Вот и Беркут. Я не без труда забираюсь на Илайю, с помощью конюха. Толстею.

Мы выезжаем из усадьбы. Поля, бесконечные поля, леса, реки – до самого горизонта. Кажется, здесь нет городов, в этой благословенной земле, нет автомобилей, тракторов, нет заводов и фабрик, нет чёртова телевидения, нет Элвиса Пресли и ему подобных.

Почему-то вспоминаются губы Мэй Уэст[2]. Когда-то я тоже хотел такой диванчик, но дизайнер мне объяснил, что он бы совсем не вписывался в общую атмосферу усадьбы.

Поля, поля. Господи, как красиво.

Трава.

* * *

Я вижу фигурку. Она довольно далеко, но я скачу быстро.
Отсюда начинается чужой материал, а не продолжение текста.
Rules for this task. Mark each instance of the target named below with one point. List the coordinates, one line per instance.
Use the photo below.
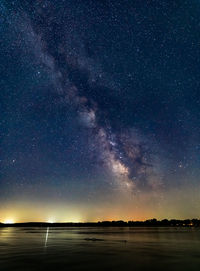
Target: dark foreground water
(99, 249)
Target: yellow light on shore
(50, 221)
(9, 221)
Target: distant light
(50, 221)
(9, 221)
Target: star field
(100, 109)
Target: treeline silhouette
(120, 223)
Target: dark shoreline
(147, 223)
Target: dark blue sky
(100, 103)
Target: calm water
(99, 249)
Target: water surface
(112, 248)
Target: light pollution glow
(174, 204)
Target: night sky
(100, 110)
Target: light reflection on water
(99, 248)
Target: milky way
(100, 98)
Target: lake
(96, 248)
Через несколько минут я понимаю, что это мужчина. Молодой мужчина. Он идёт навстречу мне по дороге. Я замедляюсь. Он не из местных: их я всех знаю. Он одет странно: в стиле сороковых годов. Мальчишка почти, и что-то неуловимо знакомое в его походке.

Он выходит на центр дороги и расставляет руки, пытаясь остановить меня, и кричит:

– Сэр! Сэр! Стойте! Прошу вас!

Я останавливаю лошадь шагов за пять до него.

– Сэр! Скажите, пожалуйста, а деревня Бленкинсшоп близко? Я туда иду?

Не люблю торопыг.

Я машу рукой за свою спину. Бленкинсшоп – это туда, дальше.

– Спасибо!

Он вприпрыжку огибает лошадь и бежит по дороге.

И тут я понимаю.

Неуловимо знакомое.

Чёрт!

Дьявол!

Это Харпер.

Харпер через двадцать лет. Вернулся.

Я разворачиваю лошадь. Во мне – ни капли удивления. Я серьёзен абсолютно. И зол.

Я догоняю его. Он недалеко убежал, и я кричу ему вслед:

– Харпер!

Он останавливается и оглядывается. Он успел сойти с дороги и уже пробирался через рожь, хотел срезать, наверное. Я спрыгиваю с коня и иду к нему. Он идёт навстречу.

– Джерри? – спрашивает он.

Я с размаху бью его по лицу.

Вы думаете, двадцать лет что-то могут стереть? Вы думаете, двадцать лет – это много? Он остался таким же молодым. Он был младше меня на шесть лет. А теперь – на двадцать шесть. Потому что он ни капли не изменился. Он и в самом деле не сбежал. Чёрт побери, он всё-таки сделал эту свою машину.

Он поднимается с земли.

– За что, Джерри? Джерри, всё за тот сад? – Он наивен, глуп с этим вопросом.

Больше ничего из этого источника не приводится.